Mutui 2012: un anno di risparmio grazie agli euribor

Scritto il alle 16:13 da [email protected]

Ecco chi ci ha pagato l’Imu nel 2012: gli euribor “fratelli”!

Col precedente aticolo “Mutui italiani più cari: un risparmio scippato sotto gli occhi di tutti” del 30 dicembre scorso abbiamo visto come le banche intascano i vantaggi degli euribor rasoterra destinati alle famiglie ed imprese applicando spread esagerati sui mutui.

Per chi stipula oggi un mutuo infatti, gli euribor non riescono a regalare nulla e poco riusciranno a regalare in futuro visto che al momento viaggiano su percentuali prossime allo zero.

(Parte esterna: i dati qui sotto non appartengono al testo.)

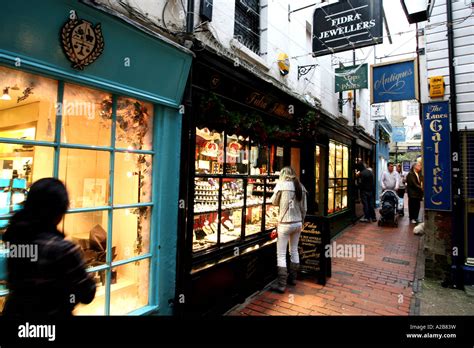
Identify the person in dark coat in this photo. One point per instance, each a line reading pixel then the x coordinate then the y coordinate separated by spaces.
pixel 366 188
pixel 50 279
pixel 414 191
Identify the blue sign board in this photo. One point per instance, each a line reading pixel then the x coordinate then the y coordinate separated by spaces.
pixel 394 81
pixel 437 156
pixel 398 134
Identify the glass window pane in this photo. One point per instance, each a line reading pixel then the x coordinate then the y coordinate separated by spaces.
pixel 84 121
pixel 86 174
pixel 89 231
pixel 134 172
pixel 131 232
pixel 344 198
pixel 205 230
pixel 24 164
pixel 209 151
pixel 330 201
pixel 27 106
pixel 237 161
pixel 276 159
pixel 338 199
pixel 97 306
pixel 129 287
pixel 339 161
pixel 258 159
pixel 232 202
pixel 332 159
pixel 134 126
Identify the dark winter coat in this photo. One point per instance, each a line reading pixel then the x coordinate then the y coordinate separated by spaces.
pixel 52 285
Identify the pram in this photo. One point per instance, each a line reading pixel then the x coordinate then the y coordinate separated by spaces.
pixel 389 208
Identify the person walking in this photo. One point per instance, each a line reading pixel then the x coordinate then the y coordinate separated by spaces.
pixel 54 280
pixel 390 179
pixel 366 189
pixel 415 192
pixel 290 195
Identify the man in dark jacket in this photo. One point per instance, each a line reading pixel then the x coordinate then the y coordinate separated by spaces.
pixel 366 188
pixel 415 192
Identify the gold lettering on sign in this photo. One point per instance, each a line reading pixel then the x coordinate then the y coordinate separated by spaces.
pixel 436 127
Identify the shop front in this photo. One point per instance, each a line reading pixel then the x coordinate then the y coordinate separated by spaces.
pixel 242 132
pixel 84 101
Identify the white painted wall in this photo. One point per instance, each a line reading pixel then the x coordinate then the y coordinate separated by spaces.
pixel 436 60
pixel 278 34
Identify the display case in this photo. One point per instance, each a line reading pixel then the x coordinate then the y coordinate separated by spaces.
pixel 231 196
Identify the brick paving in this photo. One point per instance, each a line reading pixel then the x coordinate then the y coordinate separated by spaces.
pixel 381 284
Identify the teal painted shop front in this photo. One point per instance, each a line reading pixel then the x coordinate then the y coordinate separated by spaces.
pixel 111 132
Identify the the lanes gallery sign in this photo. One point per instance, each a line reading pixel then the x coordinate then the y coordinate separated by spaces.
pixel 347 25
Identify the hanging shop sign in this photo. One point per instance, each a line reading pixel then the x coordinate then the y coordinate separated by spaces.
pixel 398 135
pixel 436 86
pixel 347 25
pixel 437 156
pixel 394 81
pixel 377 112
pixel 284 64
pixel 406 166
pixel 312 248
pixel 351 77
pixel 81 41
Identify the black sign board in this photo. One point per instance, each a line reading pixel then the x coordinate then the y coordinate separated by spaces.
pixel 314 237
pixel 346 25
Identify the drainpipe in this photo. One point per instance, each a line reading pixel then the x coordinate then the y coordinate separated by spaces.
pixel 190 17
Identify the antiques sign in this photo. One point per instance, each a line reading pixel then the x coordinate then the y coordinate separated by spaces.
pixel 394 81
pixel 437 156
pixel 353 77
pixel 347 25
pixel 81 41
pixel 311 247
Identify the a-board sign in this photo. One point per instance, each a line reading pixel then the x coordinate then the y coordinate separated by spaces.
pixel 314 237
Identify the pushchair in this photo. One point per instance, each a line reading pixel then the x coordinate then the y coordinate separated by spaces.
pixel 389 208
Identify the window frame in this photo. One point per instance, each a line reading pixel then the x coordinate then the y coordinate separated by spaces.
pixel 57 145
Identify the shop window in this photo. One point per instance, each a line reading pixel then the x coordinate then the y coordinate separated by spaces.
pixel 231 197
pixel 95 168
pixel 338 172
pixel 209 152
pixel 83 120
pixel 27 106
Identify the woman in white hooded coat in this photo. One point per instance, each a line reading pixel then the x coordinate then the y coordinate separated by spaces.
pixel 290 195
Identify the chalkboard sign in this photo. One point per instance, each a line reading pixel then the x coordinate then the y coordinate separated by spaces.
pixel 311 247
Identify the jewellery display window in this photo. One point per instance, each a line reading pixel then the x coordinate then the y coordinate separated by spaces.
pixel 233 201
pixel 111 225
pixel 338 172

Diverso ovviamente è per coloro che hanno un mutuo già da tempo ed hanno potuto già approfittare dei cali stratosferici che gli euribor “fratelli” ci hanno regalato in questi 4 anni di ribassi. Anche nel 2012 si è verificata un’ultima non trascurabile “affondata” degli euribor che ha regalato risparmio alle famiglie come quasi unica consolazione di un “annus horribilis“.

Con questo articolo andiamo a “curiosare” quantizzando approssimativamente il risparmio che il mutuando medio italiano è riuscito a strappare alla banca nell’arco del 2012 considerando appunto i ribassi degli euribor dal gennaio al dicembre dell’anno appena trascorso.

Nel calcolo, abbiamo confrontato il totale degli interessi corrisposti per ognuna delle 12 rate calcolate all’euribor 3 mesi media mensile effettiva anno 2012 con gli interessi che si sarebbero dovuti invece corrispondere con un euribor pari ad 1,4 % che rappresenta l’ultima media 2011 del mese di dicembre considerato per le medesime 12 rate del 2012. La differenza che ne esce ovviamente è il “regalo” tangibile sotto forma di risparmio di interessi non corrisposti nel 2012; o vista da altra prospettiva, quello che avremmo dovuto corrispondere in più di interessi se gli euribor non fossero affatto più calati nel 2012 ma rimasti ai livelli di fine 2011 del circa 1,4%.

Gli euribor  a 3mesi che sono stati applicati all’ipotetico piano di ammortamento per il calcolo delle quote interessi delle rate sono le medie mensili 2012 che vedete nel riquadro in figura sopra. Il grafico costruito che esce è il seguente:

 

Entrate nel grafico con la durata residua fine 2011 e salite in verticale fino ad incrociare il debito residuo del vostro mutuo. L’importo risparmiato nel 2012 grazie ai ribassi dell’euribor nell’arco dello stesso anno è quello corrispondente riportato nel piano verticale delle ordinate a sinistra. Ad esempio, il mutuando “A” che a fine 2011 aveva un debito residuo di 250mila euro per una durata residua di 15AA, ha intascato un risparmio di circa 2.000 euro; Il mutuando “B” che aveva ancora 125mila euro per 19 anni ne ha invece risparmiati 1.000.

Note: Nel grafico vale ogni tipo di interpolazione sia per le durate che per gli importi. Gli importi di risparmio rappresentati sono calcolati con uno spread medio 1,50%; in caso di spread diversi, maggiori o inferiori, si consideri che la correzione da effettuare nell’ordine di max 10 euro nel caso di alto importo ed alta durata, correzioni trascurabili ed oltretutto poco apprezzabili nel grafico. Inoltre bisogna considerare che il grafico è stato costruito con un foglio di calcolo excel messo a punto per un mutuo con un piano di ammortamento a quote capitale ricalcolate che rispetto al quote capitale predeterminate, in caso di discesa dei tassi applicati, permette di abbattere maggior quota capitale e di conseguenza corrispondere ancor meno interessi.

Riassumendo, sembrerebbe quindi che l’Imu 2012 ce l’abbiano pagato gli euribor. Staremo a vedere se ce lo continueranno a pagare anche nei prossimi anni a venire. Io stesso ad esempio che ho pagato una Imu per poco meno di 850 euro, secondo il grafico, con 15 anni e 200mila euro residui ho risparmiato circa 1.625 euro.